Over at A Classical Presbyterian, Toby Brown has written a very nice cautionary piece about stewardship of emotion and effort, noting that we can often use up our strength on outrage when our energies could be better directed elsewhere. That piece struck home. There was a time when I scoured the web for news from the PC(USA) out of a need to protect our congregation from the depredations of the gang in Louisville. The disclosure of the Louisville Papers over a year after they had been distributed to presbyteries and synods revealed that secrecy and ambush were to be their chosen methods. But I also needed a place to vent against the hijackers of a once great denomination.

Two years ago, our little church on the hill—with other similarly situated congregations—fought our way out. Since that time, we have marveled at the peace, trust, and fellowship that can come from finding a home in a denomination that knows what it stands for and is unafraid to say just that. In the EPC, we found brothers and sisters who are not afraid to declare the sovereignty of God, the divinity of Christ, and the inerrancy of God’s word revealed in Scripture. In the EPC, we don’t need to tear pages or whole chapters out of our Bibles.

I write this by way of preface. My review of the antics and actions taken by the PC(USA) are no longer driven by self defense. I now have the freedom to watch what PC(USA) leadership and its minions are doing simply as an intellectual exercise. And they are making it easy.

The 2006 GA of the PC(USA) commissioned a re-write of its cumbersome Book of Order, but forbade any changes to the ordination standards set forth in §G-6.0106b or the odious unilateral declaration of a so-called property “trust.” The resulting product was released late and met with an uncharacteristic distrust across the denomination. Despite efforts by out-going Stated Clerk Kirkpatrick and his team to get the new form of government through the 2008 GA, it failed. Instead, the GA added some new members to the committee and directed them to take another crack at a re-write.

To their credit, the new committee worked hard to get their proposal out in sufficient time for people to study it. (A major criticism of nFOG.1 was that it was not released for review until just before the 2008 GA. Commissioners were leery of voting on something they had not read and digested—oh that the folks in Congress were so conscientious! But, I digress.) So, now it is out, loaded with booby traps for the unwary, a ticking time-bomb. If the 2010 GA does not reject this effort, and if the presbyteries adopt it, they cannot say that they did not have an opportunity to know what they were doing. And reject this piece of work they should.

As was the case with nFOG.1, nFOG.2 is a plan for reforming the PC(USA) into the Roman Catholic model of church governance. It strips congregations of long-held rights which protected them from unilateral action by the bureaucracy, remodels the “presbyterian” form of government into a hierarchical directorate, adds language that can be used to make payment of per capita mandatory, and adds a “fuehrer oath” for members of congregations.

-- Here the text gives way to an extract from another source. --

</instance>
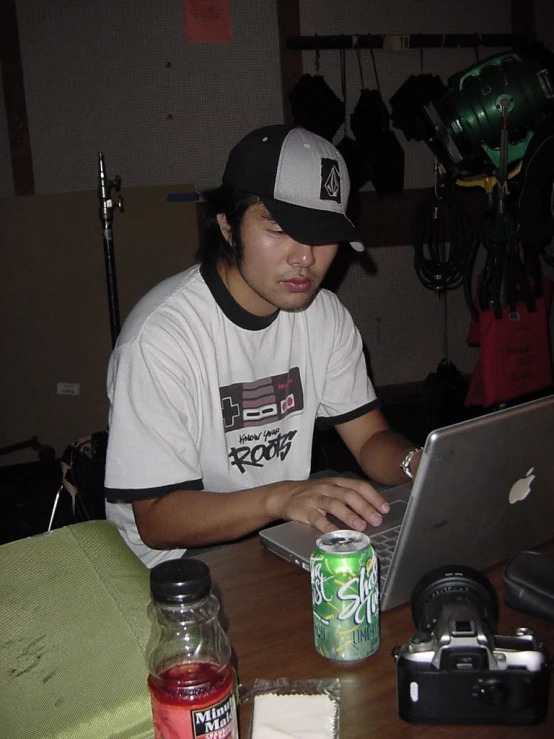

As a child of the prairies of Illinois, I learned my Sandburg. His description of the fog as a silent predator, creeping into place unnoticed until it is too late for the prey, is an apt comparison to the nFOG that has now been unleashed on the PC(USA). I hope that sessions of the PC(USA) congregations will take responsibility to study nFOG.2 and act accordingly when they send commissioners to presbytery and the GA. If they do not, they have no one to blame but themselves.

-30- (Extra credit to the first one of you boys and girls who can explain this.)


Rev Kim said...

Mac, good to have you back. I hope, too, that commissioners read this with care. But having been to a GA in 2002 as a seminary advisory delegate and receiving the enormous package of amendments that filled an extra-large binder and encountering many commissioners who freely admitted not to reading through everything, and then after this year's reports and pics of so many commissioners playing solitaire during the meeting, I don't know how hopeful I am that nFOG2 will actually be read with care. Also, I fear hearing too many of the same old arguments filled with such logic as "let's just give this a try and see if it works!" Ugh.

Quotidian Grace said...

Extra credit answer: ~30- signifies the end of a story in a newspaper.

I'm very leery of the FOG as well, and other things. But we're trying our best to be faithful in our corner of the denomination.

Welcome back, Mac! We missed you.

Reformed Catholic said...

I fully suspect that if the nFOG makes it past the 2010GA, there will be another push at the presbytery level.

Added to that, the fact that there are already overtures to change or repeal the Fidelity and Chastity rule, it will be a very contentious year.